Monday, February 23, 2009

Advice from the Thugs to the Treasury Secretary Geithner

This is the best part:

The unanimous opinion among The Thugz was that you must base your work around a time-tested law of ghetto capitalism: losers must die in full view. What? This doesn’t make sense. O.K., well, let me explain. Your first mistake (more accurately, your predecessor’s error) was to mix the bad apples (banks) with the good (banks).

By doing so, you forgot what makes capitalism so much fun: winners win at the losers’ expense, and everyone gets to watch and laugh. Sort of like public hangings, except reported on the financial pages. Otherwise, why read The Wall Street Journal? (my emphasisi in bold)

Bottom Line:

The moral is: don’t ever take the joy of death away from the public. Because if you don’t see losers in pain, you begin to think the game is rigged.

Read the whole thing here.

Friday, February 20, 2009

Books I Have Been Reading

1. Animal Spirits by Yale's Bob Shiller and Nobel Laurate George Akerlof.

2. The Science of Fear by Daniel Gardner.
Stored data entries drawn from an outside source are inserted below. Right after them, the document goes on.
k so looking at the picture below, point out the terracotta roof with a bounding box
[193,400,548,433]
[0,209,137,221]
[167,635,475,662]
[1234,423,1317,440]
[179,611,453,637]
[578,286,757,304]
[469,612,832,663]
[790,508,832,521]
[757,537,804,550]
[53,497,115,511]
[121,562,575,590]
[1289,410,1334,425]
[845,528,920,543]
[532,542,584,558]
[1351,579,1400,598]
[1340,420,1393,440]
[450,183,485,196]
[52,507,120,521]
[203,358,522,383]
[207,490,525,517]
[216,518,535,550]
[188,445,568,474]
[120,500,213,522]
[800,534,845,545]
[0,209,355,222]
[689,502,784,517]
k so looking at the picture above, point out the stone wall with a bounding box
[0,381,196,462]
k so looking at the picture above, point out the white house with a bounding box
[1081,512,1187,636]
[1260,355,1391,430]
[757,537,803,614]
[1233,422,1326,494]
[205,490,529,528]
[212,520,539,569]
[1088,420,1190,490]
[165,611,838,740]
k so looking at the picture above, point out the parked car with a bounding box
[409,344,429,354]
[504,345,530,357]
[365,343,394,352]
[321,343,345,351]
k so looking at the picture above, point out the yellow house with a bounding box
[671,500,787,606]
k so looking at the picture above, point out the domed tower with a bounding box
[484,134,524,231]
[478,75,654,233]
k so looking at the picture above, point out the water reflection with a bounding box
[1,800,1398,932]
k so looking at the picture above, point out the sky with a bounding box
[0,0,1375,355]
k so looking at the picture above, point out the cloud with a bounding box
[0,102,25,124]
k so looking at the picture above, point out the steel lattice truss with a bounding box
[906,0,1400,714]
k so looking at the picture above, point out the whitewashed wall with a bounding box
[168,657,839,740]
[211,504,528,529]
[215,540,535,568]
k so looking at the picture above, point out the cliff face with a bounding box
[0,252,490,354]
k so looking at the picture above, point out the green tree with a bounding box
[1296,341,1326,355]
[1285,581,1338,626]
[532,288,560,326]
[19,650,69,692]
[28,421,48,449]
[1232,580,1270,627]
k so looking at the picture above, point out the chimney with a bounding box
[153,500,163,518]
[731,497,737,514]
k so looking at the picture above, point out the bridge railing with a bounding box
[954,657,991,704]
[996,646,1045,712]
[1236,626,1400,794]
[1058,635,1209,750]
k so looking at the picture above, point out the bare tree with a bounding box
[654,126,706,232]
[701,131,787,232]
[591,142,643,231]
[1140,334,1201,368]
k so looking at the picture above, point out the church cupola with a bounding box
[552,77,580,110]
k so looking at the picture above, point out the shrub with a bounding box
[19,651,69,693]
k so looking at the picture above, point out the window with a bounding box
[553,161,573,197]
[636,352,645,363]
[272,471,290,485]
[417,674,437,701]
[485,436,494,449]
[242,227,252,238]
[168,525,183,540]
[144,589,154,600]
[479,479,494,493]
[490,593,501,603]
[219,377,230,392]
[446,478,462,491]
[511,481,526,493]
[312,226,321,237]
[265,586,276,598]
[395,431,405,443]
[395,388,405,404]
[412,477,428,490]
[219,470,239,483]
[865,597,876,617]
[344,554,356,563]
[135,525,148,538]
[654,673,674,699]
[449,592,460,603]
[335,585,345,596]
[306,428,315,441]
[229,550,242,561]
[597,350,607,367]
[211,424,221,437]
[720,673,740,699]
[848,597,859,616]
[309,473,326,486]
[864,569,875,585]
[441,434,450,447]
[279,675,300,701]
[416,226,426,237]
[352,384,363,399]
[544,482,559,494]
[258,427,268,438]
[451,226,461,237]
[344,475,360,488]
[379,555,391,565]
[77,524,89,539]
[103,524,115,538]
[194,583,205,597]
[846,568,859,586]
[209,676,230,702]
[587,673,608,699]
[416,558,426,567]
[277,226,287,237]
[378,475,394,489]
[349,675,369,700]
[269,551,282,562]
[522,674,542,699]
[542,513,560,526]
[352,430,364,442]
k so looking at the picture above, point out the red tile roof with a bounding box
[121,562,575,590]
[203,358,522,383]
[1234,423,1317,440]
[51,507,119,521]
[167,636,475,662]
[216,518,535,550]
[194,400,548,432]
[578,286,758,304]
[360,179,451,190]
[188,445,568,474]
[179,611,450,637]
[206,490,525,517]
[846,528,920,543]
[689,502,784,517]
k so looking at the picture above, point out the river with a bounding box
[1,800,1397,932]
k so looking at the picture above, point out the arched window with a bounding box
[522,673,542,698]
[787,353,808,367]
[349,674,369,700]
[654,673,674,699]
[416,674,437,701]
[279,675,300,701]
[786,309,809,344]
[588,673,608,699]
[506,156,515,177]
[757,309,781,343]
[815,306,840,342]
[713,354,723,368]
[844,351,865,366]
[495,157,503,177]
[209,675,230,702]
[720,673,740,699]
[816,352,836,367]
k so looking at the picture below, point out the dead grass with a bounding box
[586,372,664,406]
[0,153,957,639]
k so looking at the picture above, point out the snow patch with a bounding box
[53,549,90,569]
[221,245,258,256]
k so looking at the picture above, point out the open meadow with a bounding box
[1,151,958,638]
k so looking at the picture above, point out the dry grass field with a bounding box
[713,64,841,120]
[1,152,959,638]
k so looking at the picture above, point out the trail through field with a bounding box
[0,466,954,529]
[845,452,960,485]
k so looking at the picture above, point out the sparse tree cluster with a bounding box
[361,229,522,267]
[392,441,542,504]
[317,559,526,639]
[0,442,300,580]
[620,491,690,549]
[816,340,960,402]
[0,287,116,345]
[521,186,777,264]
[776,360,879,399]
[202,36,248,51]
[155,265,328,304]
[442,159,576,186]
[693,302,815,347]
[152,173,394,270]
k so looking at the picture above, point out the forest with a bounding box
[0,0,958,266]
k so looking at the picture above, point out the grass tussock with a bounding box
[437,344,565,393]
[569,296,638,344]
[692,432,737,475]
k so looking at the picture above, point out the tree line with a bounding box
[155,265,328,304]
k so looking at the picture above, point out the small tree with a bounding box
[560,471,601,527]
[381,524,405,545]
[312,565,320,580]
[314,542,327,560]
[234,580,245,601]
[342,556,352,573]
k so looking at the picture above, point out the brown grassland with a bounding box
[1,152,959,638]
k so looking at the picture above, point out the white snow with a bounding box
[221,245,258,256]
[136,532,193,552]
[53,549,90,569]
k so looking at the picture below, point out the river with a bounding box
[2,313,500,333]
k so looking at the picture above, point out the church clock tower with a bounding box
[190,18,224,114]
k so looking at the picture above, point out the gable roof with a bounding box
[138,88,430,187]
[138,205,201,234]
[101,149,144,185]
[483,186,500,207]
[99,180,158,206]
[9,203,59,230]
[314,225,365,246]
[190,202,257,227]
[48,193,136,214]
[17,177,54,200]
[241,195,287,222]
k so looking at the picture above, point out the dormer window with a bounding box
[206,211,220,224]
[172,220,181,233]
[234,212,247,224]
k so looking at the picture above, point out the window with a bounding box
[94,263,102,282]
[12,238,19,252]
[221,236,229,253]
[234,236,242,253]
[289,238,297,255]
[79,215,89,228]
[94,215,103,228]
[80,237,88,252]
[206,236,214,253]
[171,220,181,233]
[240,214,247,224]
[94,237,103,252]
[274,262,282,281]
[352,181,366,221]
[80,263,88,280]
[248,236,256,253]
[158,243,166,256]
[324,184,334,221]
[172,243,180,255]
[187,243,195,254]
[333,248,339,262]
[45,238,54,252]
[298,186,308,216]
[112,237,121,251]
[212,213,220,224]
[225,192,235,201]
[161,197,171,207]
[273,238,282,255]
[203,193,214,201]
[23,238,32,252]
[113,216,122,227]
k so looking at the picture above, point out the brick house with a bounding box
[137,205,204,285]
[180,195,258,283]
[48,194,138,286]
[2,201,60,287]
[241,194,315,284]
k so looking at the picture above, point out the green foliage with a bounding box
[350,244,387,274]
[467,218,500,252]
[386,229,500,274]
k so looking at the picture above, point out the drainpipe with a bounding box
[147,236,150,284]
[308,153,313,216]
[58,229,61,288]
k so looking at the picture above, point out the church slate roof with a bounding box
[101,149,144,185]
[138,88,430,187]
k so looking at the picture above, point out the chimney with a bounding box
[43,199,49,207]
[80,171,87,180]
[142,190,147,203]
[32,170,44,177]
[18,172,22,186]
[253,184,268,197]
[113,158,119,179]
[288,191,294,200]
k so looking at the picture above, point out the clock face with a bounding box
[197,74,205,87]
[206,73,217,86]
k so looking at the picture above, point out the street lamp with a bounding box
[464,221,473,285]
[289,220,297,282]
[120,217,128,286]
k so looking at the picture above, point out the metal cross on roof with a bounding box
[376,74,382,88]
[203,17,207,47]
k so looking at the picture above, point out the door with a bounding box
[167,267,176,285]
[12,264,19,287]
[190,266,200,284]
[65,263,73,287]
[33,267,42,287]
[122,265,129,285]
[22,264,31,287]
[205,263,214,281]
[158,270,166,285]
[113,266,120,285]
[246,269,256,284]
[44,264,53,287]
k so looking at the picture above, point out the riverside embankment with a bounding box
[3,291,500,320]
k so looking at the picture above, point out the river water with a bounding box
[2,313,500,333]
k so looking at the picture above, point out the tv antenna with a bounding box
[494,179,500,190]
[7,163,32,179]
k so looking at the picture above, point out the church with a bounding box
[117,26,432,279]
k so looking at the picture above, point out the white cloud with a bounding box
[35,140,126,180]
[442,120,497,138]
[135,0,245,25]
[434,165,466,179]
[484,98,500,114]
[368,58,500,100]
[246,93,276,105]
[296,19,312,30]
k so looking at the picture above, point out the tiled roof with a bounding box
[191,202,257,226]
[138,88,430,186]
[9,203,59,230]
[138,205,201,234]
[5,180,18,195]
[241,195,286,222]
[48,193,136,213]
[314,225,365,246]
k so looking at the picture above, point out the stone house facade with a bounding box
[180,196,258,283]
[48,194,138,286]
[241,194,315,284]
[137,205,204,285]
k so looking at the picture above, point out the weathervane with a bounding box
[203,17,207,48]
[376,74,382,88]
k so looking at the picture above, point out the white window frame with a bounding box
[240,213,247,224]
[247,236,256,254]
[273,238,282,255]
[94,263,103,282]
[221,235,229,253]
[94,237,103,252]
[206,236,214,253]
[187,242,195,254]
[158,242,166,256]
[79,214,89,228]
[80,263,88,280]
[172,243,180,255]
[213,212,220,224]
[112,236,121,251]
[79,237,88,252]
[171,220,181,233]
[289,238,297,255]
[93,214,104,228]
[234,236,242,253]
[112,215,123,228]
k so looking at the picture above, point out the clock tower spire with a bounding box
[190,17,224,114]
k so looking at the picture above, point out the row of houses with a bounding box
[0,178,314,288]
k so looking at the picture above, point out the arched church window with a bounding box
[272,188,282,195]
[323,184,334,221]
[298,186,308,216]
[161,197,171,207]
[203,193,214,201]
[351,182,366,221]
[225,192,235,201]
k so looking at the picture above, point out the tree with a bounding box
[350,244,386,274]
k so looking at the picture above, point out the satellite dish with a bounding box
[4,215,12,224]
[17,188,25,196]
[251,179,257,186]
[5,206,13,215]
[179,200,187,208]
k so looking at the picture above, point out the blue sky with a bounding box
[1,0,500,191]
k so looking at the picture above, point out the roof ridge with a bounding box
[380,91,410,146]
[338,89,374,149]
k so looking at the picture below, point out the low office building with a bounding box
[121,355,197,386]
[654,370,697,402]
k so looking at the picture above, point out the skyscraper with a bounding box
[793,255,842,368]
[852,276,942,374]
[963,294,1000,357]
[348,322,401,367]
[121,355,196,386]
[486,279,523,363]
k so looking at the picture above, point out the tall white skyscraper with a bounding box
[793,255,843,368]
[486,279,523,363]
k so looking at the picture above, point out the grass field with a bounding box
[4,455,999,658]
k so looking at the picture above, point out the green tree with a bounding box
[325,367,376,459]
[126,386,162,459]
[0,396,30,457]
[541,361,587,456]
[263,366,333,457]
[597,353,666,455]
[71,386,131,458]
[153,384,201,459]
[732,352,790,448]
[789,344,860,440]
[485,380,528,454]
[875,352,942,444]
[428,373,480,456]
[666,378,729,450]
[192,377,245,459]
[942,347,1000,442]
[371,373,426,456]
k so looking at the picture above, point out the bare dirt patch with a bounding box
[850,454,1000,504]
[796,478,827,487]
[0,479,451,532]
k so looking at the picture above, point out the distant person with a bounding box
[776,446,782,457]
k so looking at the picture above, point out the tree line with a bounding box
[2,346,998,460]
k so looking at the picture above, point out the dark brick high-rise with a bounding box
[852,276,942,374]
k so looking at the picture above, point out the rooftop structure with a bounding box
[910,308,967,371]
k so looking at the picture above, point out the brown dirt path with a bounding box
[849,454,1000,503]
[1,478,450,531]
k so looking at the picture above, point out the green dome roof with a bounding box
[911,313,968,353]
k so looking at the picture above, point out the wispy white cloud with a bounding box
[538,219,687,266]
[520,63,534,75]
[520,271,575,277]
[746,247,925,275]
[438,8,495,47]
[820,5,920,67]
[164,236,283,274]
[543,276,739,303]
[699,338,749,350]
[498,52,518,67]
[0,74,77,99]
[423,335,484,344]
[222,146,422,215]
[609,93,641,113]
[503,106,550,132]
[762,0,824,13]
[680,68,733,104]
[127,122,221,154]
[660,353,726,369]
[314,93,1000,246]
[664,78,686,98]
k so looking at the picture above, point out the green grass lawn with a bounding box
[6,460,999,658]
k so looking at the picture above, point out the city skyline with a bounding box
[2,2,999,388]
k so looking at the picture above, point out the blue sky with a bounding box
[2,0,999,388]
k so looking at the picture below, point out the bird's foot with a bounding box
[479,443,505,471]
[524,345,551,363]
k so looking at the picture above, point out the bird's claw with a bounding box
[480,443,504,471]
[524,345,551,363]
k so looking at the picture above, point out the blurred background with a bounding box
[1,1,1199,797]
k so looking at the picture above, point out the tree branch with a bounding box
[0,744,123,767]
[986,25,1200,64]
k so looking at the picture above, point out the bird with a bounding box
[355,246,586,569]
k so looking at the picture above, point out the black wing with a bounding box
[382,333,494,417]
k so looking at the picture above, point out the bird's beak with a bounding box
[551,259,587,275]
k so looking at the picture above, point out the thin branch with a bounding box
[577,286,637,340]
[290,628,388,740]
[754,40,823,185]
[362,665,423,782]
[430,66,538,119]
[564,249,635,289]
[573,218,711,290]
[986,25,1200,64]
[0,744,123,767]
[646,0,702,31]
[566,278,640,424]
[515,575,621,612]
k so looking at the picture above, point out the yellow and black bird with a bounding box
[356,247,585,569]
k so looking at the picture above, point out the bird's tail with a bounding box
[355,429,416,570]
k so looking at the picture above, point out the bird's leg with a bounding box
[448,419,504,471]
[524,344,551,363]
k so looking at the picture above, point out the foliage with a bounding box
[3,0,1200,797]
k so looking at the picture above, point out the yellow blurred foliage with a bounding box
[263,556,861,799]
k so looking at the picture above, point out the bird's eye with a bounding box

I am more and more interested in the behavioral aspects of economics, though I do not necessarily suscribe to their policy prescriptions.

3. Bernanke's Test by the same guy who wrote a book on Chicago School of Economics.

Clash of Economic Ideas

For those who are interested in the debate of the 1930s on the potency of different economic policies in fending of economic downturn, which of course is relevant to the current debate on how to react to the current economic crisis, Austrian economist Larry White at U of Missouri St. Louis, is in the process of writing a book on the topic.

Here is one of the chapters. (Scroll down the page and you will see it, Larry is presenting the paper at the NYU market process seminar)

Dr Doom

An interview of NYU's Nouriel Roubini, aka Dr Doom, in WSJ, more here.

Here are the best bits:

What exactly is Nouriel Roubini's economic philosophy? "I believe in market economics," he says, with some emphasis. "But to paraphrase Churchill -- who said this about democracy and political regimes -- a market economy might be the worst economic regime available, apart from the alternatives.

"I believe that people react to incentives, that incentives matter, and that prices reflect the way things should be allocated. But I also believe that market economies sometimes have market failures, and when these occur, there's a role for prudential -- not excessive -- regulation of the financial system. The two things that Greenspan got totally wrong were his beliefs that, one, markets self-regulate, and two, that there's no market failure."

How could Mr. Greenspan have been so naïve, I ask, hoping to get a rise. "Well," says Mr. Roubini, "at some level it's good to have a framework to think about the world, in which you emphasize the role of incentives and market economics . . . fair enough! But I think it led to an excessive ideological belief that there are no market failures, and no issues of distortions on incentives. Also, central banks were created to provide financial stability. Greenspan forgot this, and that was a mistake. I think there were ideological blinders, taking Ayn Rand's view of the world to an extreme.